Blogger Robert Pogson saw it differently.
"GNU/Linux is just about perfect for end-users: ~100 percent uptime, little or no malware, $0, FREE ... what more could an end-user want?" he told Linux Girl. "I don't know any users who could not find a package/window/display/file-manager they liked going down the list of popular distros on DistroWatch. The kernel is very solid. I don't have any hardware that doesn't work with it."

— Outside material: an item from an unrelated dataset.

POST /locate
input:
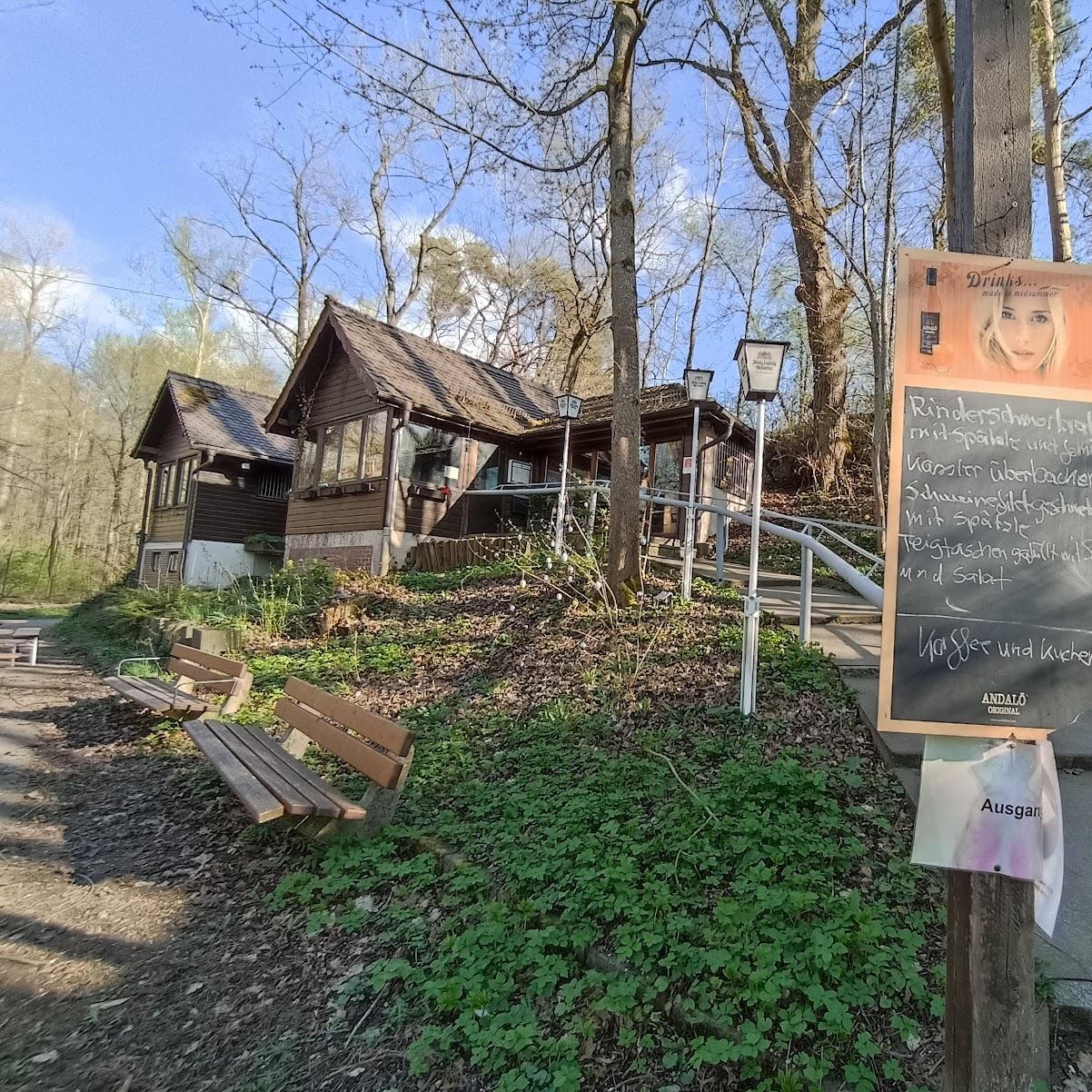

The one sticking point for any particular user might be "some application, but that's an illusion," Pogson added. "That application does something. There's no problem finding an application that will do just about anything in GNU/Linux. Browsing, office applications, multimedia players ... are all covered well. We could all use improvements in software applications, but I honestly don't have anything that's a show-stopper, and I do a lot with GNU/Linux."
If anything, "Debian GNU/Linux has too many applications," he said. "I've only tried about 2K of their packages, and there are about 38K I have not tried. Until you've tried them all, can you really say you lack something?"

'It's Ready for Users'

Pogson's wish list for Linux is short:
"I would like to be able to set the default styles of charts/graphs in LibreOffice," he said. "That's in the pipe."
"I would like to be able to use a new release of Firefox without having to set per-site zooms to suit my eyes and my monitor," he added. "That's a few seconds to set up."
In short, "I've introduced thousands to the GNU/Linux desktop, and the only complaint I ever got was that it wasn't that other OS," he concluded. "Tough. Live with it.
"I will never forget the student who fell off his chair because GNU/Linux gave him a working desktop in just a few seconds without 'wait, wait, please wait,'" Pogson added. "I will never forget the student who told me that other OS was 'so slow' with a new-from-the-box, 64-bit, dual-core monster.
"GNU/Linux is nearly perfect," he said. "Enjoy it. It's ready for users."